I am not knocking tapestry, it is a great product, but it's the only one that I 
know of that does not have a well defined API but is a collection of 
by-convention like injection points, static methods to override, property 
collections and ephemeral services. It's very difficult to get your head around 
these things for a new or seasoned developer. 
There is no central point to go to find out what features are there to solve a 
particular problem, and it is because there are too many ways to do things. 

In my opinion it's because tapestry overuses injection, annotations and 
by-convention methods over a plain-and-simple interfaces and APIs. 

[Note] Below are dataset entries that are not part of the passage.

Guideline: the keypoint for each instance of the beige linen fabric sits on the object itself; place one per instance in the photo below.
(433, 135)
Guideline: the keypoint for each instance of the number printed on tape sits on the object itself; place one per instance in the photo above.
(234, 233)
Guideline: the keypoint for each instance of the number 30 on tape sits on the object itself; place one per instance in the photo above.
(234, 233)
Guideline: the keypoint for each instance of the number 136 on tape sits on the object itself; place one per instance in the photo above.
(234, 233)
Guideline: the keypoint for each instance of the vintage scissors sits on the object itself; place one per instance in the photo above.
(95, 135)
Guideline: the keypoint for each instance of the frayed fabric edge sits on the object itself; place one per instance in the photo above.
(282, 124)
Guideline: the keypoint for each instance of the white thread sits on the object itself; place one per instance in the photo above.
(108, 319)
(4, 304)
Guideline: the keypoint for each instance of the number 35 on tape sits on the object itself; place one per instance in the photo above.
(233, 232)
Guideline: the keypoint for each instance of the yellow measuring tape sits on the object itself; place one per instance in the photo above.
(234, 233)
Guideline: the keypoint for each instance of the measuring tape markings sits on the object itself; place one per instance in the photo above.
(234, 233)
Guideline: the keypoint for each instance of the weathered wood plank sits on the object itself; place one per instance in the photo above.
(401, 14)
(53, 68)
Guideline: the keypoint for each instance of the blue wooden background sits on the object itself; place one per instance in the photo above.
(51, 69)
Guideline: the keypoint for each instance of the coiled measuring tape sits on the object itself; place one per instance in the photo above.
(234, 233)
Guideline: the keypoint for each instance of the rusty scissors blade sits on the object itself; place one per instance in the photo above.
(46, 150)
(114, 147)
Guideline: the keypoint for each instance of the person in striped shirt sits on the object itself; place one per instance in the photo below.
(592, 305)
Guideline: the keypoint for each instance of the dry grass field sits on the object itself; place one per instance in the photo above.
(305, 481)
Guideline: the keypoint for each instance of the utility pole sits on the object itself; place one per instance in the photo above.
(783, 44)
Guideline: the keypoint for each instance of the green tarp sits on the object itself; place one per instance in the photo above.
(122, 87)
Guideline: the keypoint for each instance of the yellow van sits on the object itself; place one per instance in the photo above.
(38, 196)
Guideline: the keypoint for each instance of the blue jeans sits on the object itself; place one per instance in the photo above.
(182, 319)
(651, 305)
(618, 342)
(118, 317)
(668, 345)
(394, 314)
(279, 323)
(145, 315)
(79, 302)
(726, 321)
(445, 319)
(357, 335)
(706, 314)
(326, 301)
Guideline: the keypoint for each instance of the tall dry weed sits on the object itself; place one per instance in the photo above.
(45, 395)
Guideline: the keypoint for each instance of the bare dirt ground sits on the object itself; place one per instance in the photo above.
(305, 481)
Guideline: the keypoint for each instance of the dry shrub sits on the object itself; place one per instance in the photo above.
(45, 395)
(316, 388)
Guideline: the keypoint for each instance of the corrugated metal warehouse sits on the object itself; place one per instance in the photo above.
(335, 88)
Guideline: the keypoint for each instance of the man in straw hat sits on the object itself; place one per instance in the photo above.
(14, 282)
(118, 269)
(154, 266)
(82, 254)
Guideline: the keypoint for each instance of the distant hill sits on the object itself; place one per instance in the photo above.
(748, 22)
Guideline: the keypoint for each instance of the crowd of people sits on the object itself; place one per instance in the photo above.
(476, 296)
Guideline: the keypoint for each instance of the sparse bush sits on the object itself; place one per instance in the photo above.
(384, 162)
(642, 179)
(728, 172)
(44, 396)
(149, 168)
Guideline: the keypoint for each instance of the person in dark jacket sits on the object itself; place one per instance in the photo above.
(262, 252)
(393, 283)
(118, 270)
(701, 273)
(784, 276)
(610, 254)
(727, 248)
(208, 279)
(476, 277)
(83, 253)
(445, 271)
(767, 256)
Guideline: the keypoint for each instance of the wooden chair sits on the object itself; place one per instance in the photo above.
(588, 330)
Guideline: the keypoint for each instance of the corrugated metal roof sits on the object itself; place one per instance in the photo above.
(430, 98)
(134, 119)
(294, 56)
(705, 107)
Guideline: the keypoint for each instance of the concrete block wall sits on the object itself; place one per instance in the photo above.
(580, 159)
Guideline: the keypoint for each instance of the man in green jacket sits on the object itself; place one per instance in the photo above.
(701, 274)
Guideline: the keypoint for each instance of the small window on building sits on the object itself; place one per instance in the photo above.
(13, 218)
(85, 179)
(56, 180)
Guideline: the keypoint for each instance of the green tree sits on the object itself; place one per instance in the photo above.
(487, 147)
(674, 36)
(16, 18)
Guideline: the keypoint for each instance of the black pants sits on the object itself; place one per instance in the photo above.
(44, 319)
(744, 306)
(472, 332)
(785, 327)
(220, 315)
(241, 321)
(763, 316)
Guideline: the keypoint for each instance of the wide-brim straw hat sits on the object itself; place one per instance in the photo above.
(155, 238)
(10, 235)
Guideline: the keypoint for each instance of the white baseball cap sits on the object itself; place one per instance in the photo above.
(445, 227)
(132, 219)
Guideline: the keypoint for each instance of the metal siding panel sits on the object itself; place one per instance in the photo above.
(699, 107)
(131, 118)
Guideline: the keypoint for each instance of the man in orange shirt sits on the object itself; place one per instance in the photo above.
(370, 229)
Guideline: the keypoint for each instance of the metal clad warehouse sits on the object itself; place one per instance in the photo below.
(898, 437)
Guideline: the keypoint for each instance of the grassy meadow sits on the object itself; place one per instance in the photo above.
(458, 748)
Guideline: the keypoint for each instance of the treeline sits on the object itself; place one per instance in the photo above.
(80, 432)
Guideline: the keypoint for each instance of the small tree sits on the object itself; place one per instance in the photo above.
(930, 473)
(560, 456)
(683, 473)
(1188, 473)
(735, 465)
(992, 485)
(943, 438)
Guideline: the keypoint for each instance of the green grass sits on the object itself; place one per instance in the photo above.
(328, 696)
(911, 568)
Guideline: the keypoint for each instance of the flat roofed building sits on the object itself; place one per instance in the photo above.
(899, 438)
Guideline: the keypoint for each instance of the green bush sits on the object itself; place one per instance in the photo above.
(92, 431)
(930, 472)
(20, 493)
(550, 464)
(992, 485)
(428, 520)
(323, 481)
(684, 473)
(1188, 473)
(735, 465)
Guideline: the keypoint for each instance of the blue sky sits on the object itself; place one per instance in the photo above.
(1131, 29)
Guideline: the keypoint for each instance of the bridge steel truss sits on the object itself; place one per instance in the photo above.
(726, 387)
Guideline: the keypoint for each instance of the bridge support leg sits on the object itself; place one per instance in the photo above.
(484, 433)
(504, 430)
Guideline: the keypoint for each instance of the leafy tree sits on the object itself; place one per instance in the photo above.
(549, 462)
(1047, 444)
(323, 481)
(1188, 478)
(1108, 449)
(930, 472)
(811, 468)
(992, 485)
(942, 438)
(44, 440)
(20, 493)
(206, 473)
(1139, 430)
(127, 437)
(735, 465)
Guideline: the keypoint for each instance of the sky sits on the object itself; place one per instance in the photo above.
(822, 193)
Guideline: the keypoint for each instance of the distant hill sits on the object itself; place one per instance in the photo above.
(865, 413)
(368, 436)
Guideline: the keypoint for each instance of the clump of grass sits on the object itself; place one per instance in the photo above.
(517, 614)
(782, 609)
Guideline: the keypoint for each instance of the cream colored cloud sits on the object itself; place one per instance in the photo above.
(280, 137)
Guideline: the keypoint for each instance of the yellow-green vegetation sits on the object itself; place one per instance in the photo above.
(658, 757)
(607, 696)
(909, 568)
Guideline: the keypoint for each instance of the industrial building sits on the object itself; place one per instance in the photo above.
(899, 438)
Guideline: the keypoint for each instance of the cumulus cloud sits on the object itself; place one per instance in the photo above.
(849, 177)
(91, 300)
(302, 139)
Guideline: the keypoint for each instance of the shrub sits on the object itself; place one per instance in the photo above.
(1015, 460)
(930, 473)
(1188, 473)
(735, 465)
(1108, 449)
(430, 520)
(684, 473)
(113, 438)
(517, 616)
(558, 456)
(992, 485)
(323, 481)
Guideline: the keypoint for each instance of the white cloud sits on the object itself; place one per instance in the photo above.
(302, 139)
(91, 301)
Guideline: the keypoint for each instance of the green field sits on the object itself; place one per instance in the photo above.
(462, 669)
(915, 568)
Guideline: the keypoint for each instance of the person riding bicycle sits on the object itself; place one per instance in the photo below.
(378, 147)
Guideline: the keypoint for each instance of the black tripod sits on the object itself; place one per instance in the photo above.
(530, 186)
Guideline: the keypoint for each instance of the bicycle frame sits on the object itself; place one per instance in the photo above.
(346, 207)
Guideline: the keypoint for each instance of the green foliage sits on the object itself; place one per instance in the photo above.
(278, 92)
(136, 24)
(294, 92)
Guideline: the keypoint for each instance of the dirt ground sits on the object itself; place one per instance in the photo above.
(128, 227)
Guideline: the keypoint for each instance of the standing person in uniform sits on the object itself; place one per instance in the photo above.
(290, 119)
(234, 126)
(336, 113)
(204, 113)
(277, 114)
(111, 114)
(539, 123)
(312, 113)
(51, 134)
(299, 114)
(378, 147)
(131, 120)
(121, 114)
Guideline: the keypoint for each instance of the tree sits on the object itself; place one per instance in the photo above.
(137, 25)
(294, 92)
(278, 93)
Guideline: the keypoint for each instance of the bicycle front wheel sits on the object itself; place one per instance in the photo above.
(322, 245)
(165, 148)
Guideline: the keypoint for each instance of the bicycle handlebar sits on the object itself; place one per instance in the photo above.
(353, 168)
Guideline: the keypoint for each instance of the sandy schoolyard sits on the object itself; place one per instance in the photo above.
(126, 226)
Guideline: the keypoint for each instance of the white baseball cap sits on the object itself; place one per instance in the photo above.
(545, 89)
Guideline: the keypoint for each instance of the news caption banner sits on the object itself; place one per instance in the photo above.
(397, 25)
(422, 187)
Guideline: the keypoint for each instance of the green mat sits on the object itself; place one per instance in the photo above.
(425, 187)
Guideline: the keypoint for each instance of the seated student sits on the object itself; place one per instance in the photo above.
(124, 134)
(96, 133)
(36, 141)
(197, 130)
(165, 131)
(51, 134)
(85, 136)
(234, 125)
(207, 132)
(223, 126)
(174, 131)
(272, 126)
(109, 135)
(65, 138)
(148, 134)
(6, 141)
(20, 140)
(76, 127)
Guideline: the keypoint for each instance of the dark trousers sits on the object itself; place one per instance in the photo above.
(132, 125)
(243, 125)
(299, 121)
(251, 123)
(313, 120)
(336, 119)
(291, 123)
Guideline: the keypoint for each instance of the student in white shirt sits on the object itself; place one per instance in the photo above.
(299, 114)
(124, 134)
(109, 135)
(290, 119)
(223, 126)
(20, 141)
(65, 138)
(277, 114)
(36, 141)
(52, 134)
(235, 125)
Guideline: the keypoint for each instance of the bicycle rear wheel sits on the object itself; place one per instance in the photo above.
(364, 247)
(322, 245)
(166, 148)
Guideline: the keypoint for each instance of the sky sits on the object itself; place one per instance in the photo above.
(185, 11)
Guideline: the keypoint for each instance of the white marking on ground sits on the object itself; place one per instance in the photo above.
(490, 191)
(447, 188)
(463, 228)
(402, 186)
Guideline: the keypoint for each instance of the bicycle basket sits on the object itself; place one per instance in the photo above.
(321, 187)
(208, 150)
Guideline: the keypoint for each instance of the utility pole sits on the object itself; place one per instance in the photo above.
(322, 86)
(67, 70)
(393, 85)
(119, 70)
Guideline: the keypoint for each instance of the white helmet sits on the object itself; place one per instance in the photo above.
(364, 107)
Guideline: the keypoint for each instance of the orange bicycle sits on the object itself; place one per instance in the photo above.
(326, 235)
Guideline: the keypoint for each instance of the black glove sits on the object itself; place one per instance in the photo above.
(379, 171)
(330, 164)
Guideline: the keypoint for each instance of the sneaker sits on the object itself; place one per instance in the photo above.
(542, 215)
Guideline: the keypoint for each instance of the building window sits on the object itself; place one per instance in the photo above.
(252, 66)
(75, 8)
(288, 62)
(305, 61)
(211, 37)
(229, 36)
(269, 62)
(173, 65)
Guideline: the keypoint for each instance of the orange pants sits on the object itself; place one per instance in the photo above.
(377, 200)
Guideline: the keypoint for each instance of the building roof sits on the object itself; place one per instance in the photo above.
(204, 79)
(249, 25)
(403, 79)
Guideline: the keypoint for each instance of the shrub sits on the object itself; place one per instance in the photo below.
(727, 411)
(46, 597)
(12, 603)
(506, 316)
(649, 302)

I am fairly new to tapestry - about 6 months. But I have been in this business 
for 20 years and this is the opinion of not just me but a product of trying to 
explain tapestry to my team members and problems what we have been 
encountering. 

I am just trying to make suggestions to improve tapestry from a new developer 
perspective. 
You know tapestry very well, perhaps too well :). I am happy to try to bring a 
different perspective to the table.   



On Aug 24, 2011, at 10:15 AM, "Thiago H. de Paula Figueiredo" 
<[email protected]> wrote:

> On Wed, 24 Aug 2011 10:51:24 -0300, Lenny Primak <[email protected]> 
> wrote:
> 
>> I have been thinking about this as well. This is a general problem with 
>> dependency injection. When a.developer wants something, it's hard to search 
>> for it in the world of DI. it's much easier to have an API to do things.
> 
> Tapestry-IoC and Tapestry themselves are/provide APIs, don't they? :)
> 
>> Right now there are hundreds of objects to inject, and each of them has many 
>> getter methods and indirections to get at the thing that a developer might 
>> want.
> 
> Which getter methods and indirections? I can't recall almost any cases of 
> this and I'm using Tapestry 5 since 5.0.5.
> 
>> Also there are hundreds of contribution and override points.
> 
> I disagree. This is something very service-specific, so the service 
> documentation should talk about that.
> 
>> Its next to impossible to find the right thing to do when coming from a new 
>> developer perspective.  Even if you know what to inject or contribute, it's 
>> hard without the code examples.
>> It's partly a documentation problem but I think it's really hard to fix just 
>> in the docs since the are so many permutations of what a developer might do.
> 
> I don't know if I like this idea. This seems too much like a blanket solution 
> for some different problems that could be solved in a better way. As someone 
> said in another unrelated thread, this looks like a code solution for a 
> documentation problem. To me, this looks like the better solution would be 
> more entries in the FAQ and more cookbook examples.
> 
> If something is really needed, I prefer to provide it as a direct injection. 
> This API would be huge and difficult to maintain, and easy maintenance is a 
> top priority for Tapestry, maybe even the first one.
> 
> And please continue posting ideas! Even if some suggestion isn't adopted, the 
> discussion itself can be very valuable. I do think we need to provide the 
> ServletContext as something @Inject'able.
> 
> -- 
> Thiago H. de Paula Figueiredo
> Independent Java, Apache Tapestry 5 and Hibernate consultant, developer, and 
> instructor
> Owner, Ars Machina Tecnologia da Informação Ltda.